The Heideggers of Passauadmin
The surname HEIDEGGER is synonymous with instrument making in Passau and Linz. The family’s instrument-making history begins in the 1840s and ceases over 130 years later in 1973. Their story is not unlike other instrument makers of those days…difficult, complicated but for many, very interesting, especially since in this case, it is entwinned with another family – the HORNSTEINERs.
Georg – the father
Georg HEIDEGGER (1815-1859) was the first son of the town musician Franz Josef HEIDEGGER and his wife Anna (née MEIER). He was born on 22 July 1815 in the picturesque German city of Passau on the Austrian border. Known as the Three Rivers City, Passau is located at the confluence of the Danube, Inn and Ilz rivers. Georg Heidegger was initially trained as a turner and then went on his obligatory six journeyman years travelling to many cities including Dresden where he received training from Carl Theodor GOLDE (1803-1873) and Deggendorf with Georg PANGRAZ/PANKRAZ (1782-?). Over the years, he obtained the necessary licences to make and deal in wood, brass and string instruments and strings. His workshop production included clarinets, flutes, oboes, bassoons, piccolos as well as zithers, violins and trumpets and must have employed many different instrument specialists. Among them could have been a certain Johann HORNSTEINER (1835-1885) from the famous HORNSTEINER violin-making family from Mittenwald, Germany.

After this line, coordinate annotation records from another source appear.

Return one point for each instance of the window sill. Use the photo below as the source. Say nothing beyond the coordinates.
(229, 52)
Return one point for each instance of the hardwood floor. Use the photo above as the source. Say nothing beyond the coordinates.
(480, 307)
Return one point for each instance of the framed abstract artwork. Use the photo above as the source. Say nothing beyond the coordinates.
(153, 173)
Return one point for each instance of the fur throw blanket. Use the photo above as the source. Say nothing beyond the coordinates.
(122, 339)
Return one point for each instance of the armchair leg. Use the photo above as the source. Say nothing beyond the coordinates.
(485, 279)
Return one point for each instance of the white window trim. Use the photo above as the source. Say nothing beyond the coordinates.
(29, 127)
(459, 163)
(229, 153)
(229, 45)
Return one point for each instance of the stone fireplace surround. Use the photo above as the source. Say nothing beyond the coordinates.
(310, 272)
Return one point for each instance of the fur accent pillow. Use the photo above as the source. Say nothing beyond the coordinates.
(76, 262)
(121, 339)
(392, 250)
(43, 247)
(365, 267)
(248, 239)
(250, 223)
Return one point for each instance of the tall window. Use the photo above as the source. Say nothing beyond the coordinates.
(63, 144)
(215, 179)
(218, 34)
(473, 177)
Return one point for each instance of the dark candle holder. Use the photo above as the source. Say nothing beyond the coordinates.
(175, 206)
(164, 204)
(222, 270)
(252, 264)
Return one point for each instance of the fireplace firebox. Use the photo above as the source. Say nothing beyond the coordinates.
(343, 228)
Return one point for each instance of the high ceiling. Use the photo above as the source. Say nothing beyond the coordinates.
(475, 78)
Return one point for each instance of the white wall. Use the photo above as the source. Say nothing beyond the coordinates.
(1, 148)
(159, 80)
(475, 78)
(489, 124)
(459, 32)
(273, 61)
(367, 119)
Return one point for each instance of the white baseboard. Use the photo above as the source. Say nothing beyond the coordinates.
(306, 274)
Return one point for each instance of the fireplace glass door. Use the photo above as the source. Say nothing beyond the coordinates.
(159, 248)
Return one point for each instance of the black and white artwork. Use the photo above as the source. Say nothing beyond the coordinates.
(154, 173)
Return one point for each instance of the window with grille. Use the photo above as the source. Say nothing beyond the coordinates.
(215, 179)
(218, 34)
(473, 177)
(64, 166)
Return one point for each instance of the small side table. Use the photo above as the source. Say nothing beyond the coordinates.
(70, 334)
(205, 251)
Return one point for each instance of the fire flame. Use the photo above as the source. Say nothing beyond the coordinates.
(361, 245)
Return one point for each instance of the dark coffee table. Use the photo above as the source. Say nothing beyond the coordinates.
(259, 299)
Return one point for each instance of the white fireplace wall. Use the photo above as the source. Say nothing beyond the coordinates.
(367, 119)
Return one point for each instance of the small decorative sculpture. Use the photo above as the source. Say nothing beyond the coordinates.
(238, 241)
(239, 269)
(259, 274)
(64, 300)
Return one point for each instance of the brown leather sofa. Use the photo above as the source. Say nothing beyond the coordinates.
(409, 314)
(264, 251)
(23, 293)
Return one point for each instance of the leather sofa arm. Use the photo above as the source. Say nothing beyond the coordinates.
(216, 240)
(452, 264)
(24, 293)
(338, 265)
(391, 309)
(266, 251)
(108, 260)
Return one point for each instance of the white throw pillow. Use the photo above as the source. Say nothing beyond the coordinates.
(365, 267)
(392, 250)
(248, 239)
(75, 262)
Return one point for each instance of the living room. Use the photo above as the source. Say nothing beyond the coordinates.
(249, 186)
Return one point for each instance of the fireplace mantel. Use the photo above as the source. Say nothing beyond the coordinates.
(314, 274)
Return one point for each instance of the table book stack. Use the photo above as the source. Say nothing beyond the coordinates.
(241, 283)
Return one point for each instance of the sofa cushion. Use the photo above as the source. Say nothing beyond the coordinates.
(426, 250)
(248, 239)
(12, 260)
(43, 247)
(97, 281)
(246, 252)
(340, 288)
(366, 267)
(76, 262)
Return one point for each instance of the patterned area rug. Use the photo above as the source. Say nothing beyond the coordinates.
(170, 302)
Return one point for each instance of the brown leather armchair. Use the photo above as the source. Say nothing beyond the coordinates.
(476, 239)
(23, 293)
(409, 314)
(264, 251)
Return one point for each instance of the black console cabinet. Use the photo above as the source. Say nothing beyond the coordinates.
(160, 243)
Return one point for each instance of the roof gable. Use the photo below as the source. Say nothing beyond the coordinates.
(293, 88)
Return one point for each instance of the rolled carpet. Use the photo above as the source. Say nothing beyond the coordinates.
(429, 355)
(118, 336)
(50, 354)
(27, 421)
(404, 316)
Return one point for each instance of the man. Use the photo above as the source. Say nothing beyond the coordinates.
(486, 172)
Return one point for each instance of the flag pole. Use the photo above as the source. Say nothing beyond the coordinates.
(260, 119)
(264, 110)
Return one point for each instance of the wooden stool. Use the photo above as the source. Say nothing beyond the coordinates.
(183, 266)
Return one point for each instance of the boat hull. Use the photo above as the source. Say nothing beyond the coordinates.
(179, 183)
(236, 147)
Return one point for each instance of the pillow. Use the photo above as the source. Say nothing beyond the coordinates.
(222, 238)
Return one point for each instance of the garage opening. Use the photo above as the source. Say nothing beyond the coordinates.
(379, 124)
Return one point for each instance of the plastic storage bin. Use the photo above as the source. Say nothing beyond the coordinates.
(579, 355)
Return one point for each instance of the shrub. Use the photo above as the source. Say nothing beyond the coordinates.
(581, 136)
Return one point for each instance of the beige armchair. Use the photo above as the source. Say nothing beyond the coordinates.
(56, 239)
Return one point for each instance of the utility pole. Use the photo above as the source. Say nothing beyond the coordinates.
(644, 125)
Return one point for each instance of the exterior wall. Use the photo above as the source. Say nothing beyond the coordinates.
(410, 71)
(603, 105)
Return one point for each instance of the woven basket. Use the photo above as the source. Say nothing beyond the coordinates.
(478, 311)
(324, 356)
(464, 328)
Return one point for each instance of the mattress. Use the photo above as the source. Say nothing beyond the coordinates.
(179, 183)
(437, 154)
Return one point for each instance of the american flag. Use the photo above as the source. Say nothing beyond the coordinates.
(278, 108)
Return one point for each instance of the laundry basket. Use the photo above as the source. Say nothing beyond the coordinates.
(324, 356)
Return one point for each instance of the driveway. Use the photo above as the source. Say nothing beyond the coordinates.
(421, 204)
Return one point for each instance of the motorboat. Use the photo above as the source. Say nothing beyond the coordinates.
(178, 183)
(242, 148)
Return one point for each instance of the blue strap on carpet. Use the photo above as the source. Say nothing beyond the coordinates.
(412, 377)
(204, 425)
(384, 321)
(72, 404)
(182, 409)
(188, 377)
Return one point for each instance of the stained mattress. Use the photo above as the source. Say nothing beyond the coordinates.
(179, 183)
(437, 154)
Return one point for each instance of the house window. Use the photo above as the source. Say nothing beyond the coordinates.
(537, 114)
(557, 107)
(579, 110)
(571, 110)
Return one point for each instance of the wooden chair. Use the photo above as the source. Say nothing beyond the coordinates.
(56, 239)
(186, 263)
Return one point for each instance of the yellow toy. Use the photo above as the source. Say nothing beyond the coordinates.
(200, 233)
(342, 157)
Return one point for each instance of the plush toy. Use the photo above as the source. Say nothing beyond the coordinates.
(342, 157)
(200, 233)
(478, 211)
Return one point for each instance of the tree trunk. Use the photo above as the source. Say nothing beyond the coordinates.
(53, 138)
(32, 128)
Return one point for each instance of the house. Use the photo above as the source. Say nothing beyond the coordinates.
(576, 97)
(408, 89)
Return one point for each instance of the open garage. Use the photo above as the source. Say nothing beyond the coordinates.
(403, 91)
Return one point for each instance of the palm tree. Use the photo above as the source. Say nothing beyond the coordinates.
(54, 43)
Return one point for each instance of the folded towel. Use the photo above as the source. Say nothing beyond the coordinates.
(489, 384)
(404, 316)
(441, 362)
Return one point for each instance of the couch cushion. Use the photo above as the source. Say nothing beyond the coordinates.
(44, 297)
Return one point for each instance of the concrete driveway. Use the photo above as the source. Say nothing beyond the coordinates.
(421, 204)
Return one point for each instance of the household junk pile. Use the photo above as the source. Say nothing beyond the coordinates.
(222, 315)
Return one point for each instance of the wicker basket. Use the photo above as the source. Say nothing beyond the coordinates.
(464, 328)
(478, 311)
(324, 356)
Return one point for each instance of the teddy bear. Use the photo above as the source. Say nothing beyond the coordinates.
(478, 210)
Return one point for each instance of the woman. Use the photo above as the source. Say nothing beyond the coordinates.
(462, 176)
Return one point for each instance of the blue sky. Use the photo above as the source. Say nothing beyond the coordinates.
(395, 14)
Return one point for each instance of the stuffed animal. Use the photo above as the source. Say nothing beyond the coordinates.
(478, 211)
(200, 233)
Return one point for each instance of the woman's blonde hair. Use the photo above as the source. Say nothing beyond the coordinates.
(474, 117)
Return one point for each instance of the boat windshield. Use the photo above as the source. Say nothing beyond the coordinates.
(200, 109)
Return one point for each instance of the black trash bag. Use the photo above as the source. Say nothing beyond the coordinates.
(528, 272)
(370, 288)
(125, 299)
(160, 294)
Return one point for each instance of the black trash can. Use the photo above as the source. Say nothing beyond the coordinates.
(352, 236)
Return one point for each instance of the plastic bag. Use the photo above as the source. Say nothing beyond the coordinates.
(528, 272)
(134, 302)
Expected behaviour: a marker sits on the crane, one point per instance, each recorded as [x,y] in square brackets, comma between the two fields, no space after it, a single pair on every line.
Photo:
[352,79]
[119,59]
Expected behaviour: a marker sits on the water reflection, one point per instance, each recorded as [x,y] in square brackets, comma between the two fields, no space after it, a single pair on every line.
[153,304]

Marriage, children and untimely death
Georg Heidegger married Antonia THURNBAUER (1822-1872) in November 1845. Among their children at least three would go on to work in musical instrument manufacture. They were Albert (1846-1879), Georg Joseph (1849-1881) and Eduard (1851-1923). Their father, Georg Heidegger died suddenly of lung disease on 16 March 1859 in Passau at the age of just 44 leaving a young wife and five children behind to fend for themselves.
New husband for Antonia
The following year, in November 1860, the same Johann Hornsteiner wrote a letter to apply to the city of Passau for a concession as a string instrument maker in Passau. He claimed that he intended to marry Georg Heidegger’s widow Antonia, who was only 38 at the time. The city was very quick to approve the application on 25 January 1861 – with the condition that he must marry Antonia. The whirlwind wedding took place on 7 February… just a few days later.
Albert, Georg Joseph and Eduard must have initially worked in their step-father’s business. Johann Hornsteiner and Antonia had their first child in December 1863 – Johann Hornsteiner II. The three young Heidegger step-sons eventually had separate workshops in the city.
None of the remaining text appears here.